Рыбаки пытались прокопать канал, чтобы соединить деревню с морем, но море ушло. В канале в сотню метров шириной и сто километров длиной не было воды — только песок. Две грядки песка, соль от испарившейся воды и рыбацкие лодки. Мужчина шел вдоль сияющей лунной дорожки; шел всю ночь мимо освещенных луной остовов. Вскоре начало казаться, что он бредет по иным ландшафтам — по сибирским просторам, сквозь пургу и зной, под затмившимся солнцем.

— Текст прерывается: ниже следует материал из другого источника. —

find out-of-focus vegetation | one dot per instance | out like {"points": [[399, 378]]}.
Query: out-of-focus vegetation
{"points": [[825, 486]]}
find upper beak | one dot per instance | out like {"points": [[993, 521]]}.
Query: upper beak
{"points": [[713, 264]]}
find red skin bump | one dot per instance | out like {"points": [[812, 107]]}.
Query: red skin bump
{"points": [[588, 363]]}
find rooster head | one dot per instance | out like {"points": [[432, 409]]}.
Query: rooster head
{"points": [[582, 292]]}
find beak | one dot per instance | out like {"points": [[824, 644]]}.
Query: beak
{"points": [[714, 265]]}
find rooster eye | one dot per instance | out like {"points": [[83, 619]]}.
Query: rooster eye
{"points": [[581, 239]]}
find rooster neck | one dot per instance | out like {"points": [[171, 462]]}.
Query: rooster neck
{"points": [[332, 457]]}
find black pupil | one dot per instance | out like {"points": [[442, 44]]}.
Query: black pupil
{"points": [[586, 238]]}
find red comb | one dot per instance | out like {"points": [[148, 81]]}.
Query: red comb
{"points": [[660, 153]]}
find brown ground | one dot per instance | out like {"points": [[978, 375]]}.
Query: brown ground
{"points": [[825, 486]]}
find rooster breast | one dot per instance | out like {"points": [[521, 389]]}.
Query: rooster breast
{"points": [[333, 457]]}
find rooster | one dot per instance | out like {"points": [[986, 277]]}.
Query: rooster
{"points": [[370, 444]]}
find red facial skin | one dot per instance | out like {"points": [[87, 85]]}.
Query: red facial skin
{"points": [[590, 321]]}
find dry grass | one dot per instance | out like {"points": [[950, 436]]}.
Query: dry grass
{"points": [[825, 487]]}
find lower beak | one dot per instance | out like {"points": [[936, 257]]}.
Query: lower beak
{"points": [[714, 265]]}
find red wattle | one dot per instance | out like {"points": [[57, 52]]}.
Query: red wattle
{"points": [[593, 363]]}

Женщина наблюдала, как он идет. Песок и соль играли различными цветами — синим, белым, красным. Мужчина шел, насколько хватало кинопленки. Пейзажи таяли за его спиной и вновь возникали перед ним, черты искажались за струями дождя или в свете уличных фонарей, тогда как лицо женщины вбирало в себя все краски. Не только пейзажи — мимо мелькали картины восстаний, очереди безработных, тракторы… Он наклонялся и рассматривал каждую из этих сцен, а затем шел дальше. Он искал не это.
Рыбаки перестали рыть канал, но море продолжало отступать. Последние мили были просто пустыней. Следы на песке оставил прилив — или ветер. Наконец мужчина достиг воды — густой от соли и насыщенной химикатами, — опустился на колени и протянул к ней руку, но дотронуться не решился. Чуть помедлив, встал и пошел по своим следам обратной дорогой…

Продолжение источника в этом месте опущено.